Le Yamaha portano novità - Valentino Rossi e Maverick Vinales sono fiduciosi in vista di Assen, perché dopo i test effettuati a Barcellona la situazione sembrerebbe essere migliorata, sono pronte per l’Olanda delle migliorie alla moto che forse potrebbero limitare le lacune evidenziate nell’ultima uscita stagionale. Rossi spera che le scelte intraprese durante i test saranno efficaci sulla pista di Assen, una delle sue preferite. Vinales, leader del mondiale, non ha perso la fiducia perché sa che questa è una pista congeniale al suo stile di guida e favorevole per tradizione alla Yamaha.

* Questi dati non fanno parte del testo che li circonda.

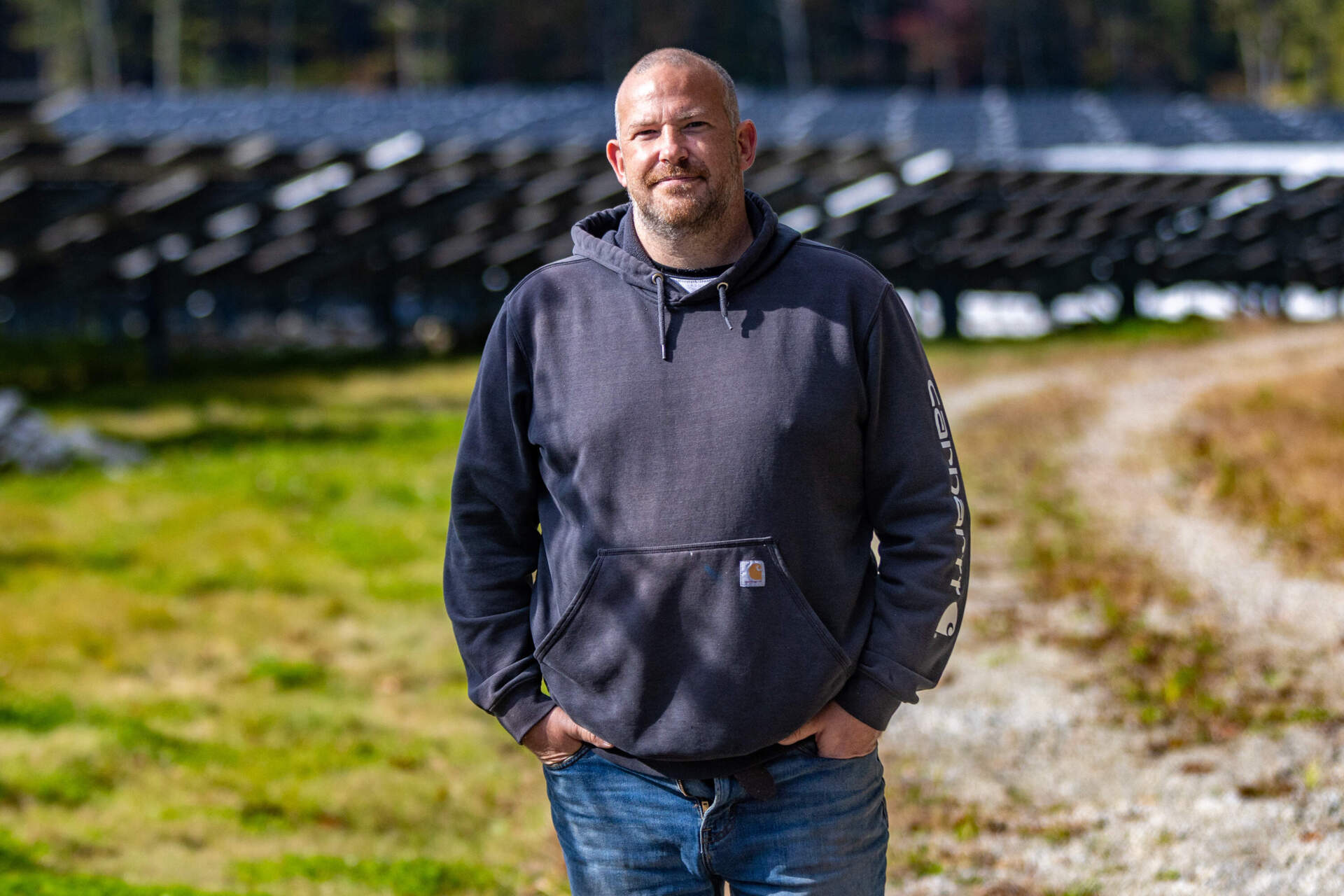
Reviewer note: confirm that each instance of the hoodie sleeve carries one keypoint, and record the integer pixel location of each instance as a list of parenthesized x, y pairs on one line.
[(493, 539), (918, 510)]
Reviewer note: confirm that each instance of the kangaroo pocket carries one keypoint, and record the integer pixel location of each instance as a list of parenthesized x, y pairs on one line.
[(691, 650)]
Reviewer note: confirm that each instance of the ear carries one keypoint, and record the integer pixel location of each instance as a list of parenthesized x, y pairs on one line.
[(746, 143), (613, 155)]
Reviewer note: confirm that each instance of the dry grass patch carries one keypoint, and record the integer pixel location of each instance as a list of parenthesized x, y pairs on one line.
[(1152, 641), (1273, 456)]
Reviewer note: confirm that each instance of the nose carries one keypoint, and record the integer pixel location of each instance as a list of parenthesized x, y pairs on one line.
[(671, 147)]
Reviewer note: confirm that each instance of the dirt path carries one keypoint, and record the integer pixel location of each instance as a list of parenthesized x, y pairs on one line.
[(1019, 735)]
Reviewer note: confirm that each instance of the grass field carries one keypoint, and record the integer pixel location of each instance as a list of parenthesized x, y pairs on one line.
[(229, 669), (1272, 456)]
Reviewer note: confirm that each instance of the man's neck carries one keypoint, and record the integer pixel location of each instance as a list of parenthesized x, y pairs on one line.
[(721, 245)]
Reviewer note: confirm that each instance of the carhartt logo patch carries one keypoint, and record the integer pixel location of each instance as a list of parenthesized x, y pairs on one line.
[(752, 574)]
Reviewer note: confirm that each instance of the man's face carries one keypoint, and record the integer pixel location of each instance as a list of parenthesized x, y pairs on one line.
[(676, 150)]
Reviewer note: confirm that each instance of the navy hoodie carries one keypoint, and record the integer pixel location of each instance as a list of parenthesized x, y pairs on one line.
[(695, 480)]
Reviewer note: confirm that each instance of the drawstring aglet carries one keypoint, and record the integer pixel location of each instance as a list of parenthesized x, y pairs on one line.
[(723, 304)]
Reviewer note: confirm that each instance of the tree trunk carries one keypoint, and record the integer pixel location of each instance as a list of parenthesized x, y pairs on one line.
[(281, 59), (102, 46), (168, 45), (793, 24), (403, 46)]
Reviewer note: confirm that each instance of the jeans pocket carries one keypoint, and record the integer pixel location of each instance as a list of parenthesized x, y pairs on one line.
[(569, 761)]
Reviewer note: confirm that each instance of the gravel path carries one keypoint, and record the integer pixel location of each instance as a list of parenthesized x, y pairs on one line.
[(1018, 732)]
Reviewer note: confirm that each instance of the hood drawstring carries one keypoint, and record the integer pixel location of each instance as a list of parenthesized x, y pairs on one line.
[(663, 304), (723, 304), (663, 301)]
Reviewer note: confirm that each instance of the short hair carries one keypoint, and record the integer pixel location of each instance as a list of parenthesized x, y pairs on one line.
[(686, 59)]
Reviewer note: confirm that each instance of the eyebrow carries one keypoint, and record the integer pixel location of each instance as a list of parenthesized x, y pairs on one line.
[(698, 112)]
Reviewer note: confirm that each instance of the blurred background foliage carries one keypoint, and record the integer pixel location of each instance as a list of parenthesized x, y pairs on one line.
[(1266, 50)]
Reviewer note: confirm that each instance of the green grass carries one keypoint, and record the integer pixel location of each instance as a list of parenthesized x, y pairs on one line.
[(230, 666), (238, 650)]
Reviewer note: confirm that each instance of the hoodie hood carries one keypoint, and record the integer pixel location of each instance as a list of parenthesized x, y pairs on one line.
[(598, 237)]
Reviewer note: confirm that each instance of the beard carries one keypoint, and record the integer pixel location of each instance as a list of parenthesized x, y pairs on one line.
[(678, 210)]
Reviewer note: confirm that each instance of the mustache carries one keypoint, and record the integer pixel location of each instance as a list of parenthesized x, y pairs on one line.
[(663, 174)]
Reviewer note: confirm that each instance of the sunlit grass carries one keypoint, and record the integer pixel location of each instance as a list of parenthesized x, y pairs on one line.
[(237, 653), (1189, 680), (230, 668), (1273, 456)]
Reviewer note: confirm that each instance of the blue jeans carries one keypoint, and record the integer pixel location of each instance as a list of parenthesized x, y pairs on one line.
[(824, 833)]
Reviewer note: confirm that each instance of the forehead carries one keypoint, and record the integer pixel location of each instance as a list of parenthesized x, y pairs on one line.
[(670, 90)]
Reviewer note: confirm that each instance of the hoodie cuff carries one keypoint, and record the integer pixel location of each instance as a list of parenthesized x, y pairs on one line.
[(522, 711), (869, 701)]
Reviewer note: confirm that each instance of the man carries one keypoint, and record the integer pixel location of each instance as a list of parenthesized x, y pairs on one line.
[(708, 418)]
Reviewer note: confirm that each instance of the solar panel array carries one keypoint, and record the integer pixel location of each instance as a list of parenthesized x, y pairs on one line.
[(276, 200), (980, 128)]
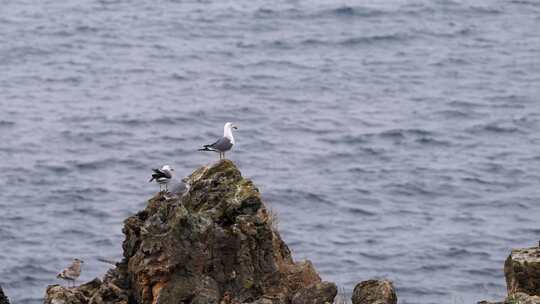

Fiducia Ducati - Andrea Dovizioso è secondo in classifica, a soli sette punti da Vinales, è reduce da due successi consecutivi al Mugello e a Barcellona, e non ha di certo intenzione di fermarsi ad Assen. Il Dovi è pronto a calare il suo terzo sigillo stagionale, grazie anche allo stato d’animo entusiasmante che lo circonda. Per il momento il pilota di Forlì mantiene i piedi per terra, senza proclamarsi come contendente per il titolo, poiché la stagione è ancora molto lunga, ma la sua voglia di vincere la dice lunga su quali siano le sue vere impressioni. Anche Jorge Lorenzo condivide una bella fiducia nella Desmosedici, che si è imposta al Montmelò. Anche se ad Assen si riparte da zero, lo spagnolo è convinto che la moto italiana possa ben adattarsi al tempio del motociclismo.

Honda punta al podioMarc Marquez si sbilancia, cosa che non hanno fatto i suoi avversari, dicendo che la Honda è in forma e che punterà al podio, su questa che è una delle sue piste preferite. “L’unica vera incognita potrebbe essere il meteo“, dice il campione del mondo, “ma saremo pronti“. Dani Pedrosa è carico dopo il podio di Barcellona, anche lui è consapevole che la Honda potrà far bene in Olanda, ma come il compagno di team Marquez, la sua preoccupazione maggiore riguarda il meteo. Intanto Cal Crutchlow ha rinnovato Honda LCR per le prossime due stagioni.